Axonal Neuropathies due to Mutations in Small Heat Shock Proteins: Clinical,
Genetic, and Functional Insights into Novel Mutations.

Echaniz-Laguna A(1), Geuens T(2), Petiot P(3), Péréon Y(4), Adriaenssens E(2),
Haidar M(2), Capponi S(2), Maisonobe T(5), Fournier E(5), Dubourg O(5), Degos
B(6), Salachas F(6), Lenglet T(5), Eymard B(5), Delmont E(7), Pouget J(8), Juntas
Morales R(9), Goizet C(10), Latour P(11), Timmerman V(2), Stojkovic T(5).

Author information:
(1)Department of Neurology, Neuromuscular Disease Centre (CERNEST), Strasbourg
University Hospital, Strasbourg, France.
(2)Peripheral Neuropathy Group, VIB Department of Molecular Genetics and
Institute Born Bunge, University of Antwerp, Antwerpen, Belgium.
(3)Neuromuscular Disease Centre, Lyon University Hospital, Lyon, France.
(4)Neuromuscular Disease Centre, Nantes University Hospital, Nantes, France.
(5)Neuromuscular Disease Centre, Hôpital de la Pitié-Salpétrière, APHP, Paris,
(6)APHP, Department of Neurology, Hôpital de la Pitié-Salpêtrière, Paris, France.
(7)Neuromuscular Disease Centre, Nice University Hospital, Nice, France.
(8)Neuromuscular Disease Centre, Marseille University Hospital, APHM, Marseille,
(9)Neuromuscular Disease Centre, Montpellier University Hospital, Montpellier,
(10)Department of Genetics, Bordeaux University Hospital, Bordeaux, France.
(11)Biology and Pathology Department, Lyon University Hospital, Bron, France.

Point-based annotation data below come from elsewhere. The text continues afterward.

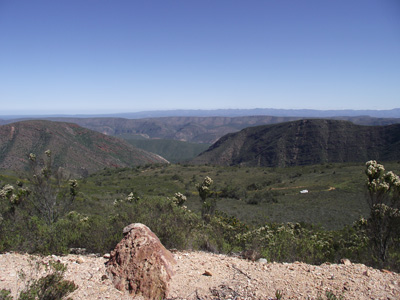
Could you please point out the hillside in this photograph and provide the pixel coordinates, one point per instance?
(74, 148)
(192, 129)
(305, 142)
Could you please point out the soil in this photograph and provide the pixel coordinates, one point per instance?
(200, 275)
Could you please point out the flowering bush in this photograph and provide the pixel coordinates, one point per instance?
(383, 225)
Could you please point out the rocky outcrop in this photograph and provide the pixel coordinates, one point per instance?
(140, 264)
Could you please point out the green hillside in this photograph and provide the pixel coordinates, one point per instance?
(76, 149)
(173, 151)
(304, 142)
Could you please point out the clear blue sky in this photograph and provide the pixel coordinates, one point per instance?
(91, 56)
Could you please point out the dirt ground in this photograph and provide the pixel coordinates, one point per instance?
(200, 275)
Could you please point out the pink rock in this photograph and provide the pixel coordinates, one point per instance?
(140, 264)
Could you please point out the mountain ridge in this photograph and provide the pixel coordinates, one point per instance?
(304, 142)
(192, 129)
(76, 149)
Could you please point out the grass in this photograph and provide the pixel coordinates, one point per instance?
(336, 191)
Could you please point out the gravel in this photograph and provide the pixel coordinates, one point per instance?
(201, 275)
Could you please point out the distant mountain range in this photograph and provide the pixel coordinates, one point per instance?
(191, 129)
(79, 150)
(304, 142)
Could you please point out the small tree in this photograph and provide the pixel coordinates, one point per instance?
(51, 192)
(383, 225)
(209, 205)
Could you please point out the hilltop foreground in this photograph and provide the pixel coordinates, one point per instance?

In this study, we describe the phenotypic spectrum of distal hereditary motor
neuropathy caused by mutations in the small heat shock proteins HSPB1 and HSPB8
and investigate the functional consequences of newly discovered variants. Among
510 unrelated patients with distal motor neuropathy, we identified mutations in
HSPB1 (28 index patients/510; 5.5%) and HSPB8 (four index patients/510; 0.8%)
genes. Patients have slowly progressive distal (100%) and proximal (13%) weakness
in lower limbs (100%), mild lower limbs sensory involvement (31%), foot
deformities (73%), progressive distal upper limb weakness (29%), mildly raised
serum creatine kinase levels (100%), and central nervous system involvement (9%).
We identified 12 HSPB1 and four HSPB8 mutations, including five and three not
previously reported. Transmission was either dominant (78%), recessive (3%), or
de novo (19%). Three missense mutations in HSPB1 (Pro7Ser, Gly53Asp, and
Gln128Arg) cause hyperphosphorylation of neurofilaments, whereas the C-terminal
mutant Ser187Leu triggers protein aggregation. Two frameshift mutations (Leu58fs
and Ala61fs) create a premature stop codon leading to proteasomal degradation.
Two mutations in HSPB8 (Lys141Met/Asn) exhibited increased binding to Bag3. We
demonstrate that HSPB1 and HSPB8 mutations are a major cause of inherited motor
axonal neuropathy. Mutations lead to diverse functional outcomes further
demonstrating the pleotropic character of small heat shock proteins.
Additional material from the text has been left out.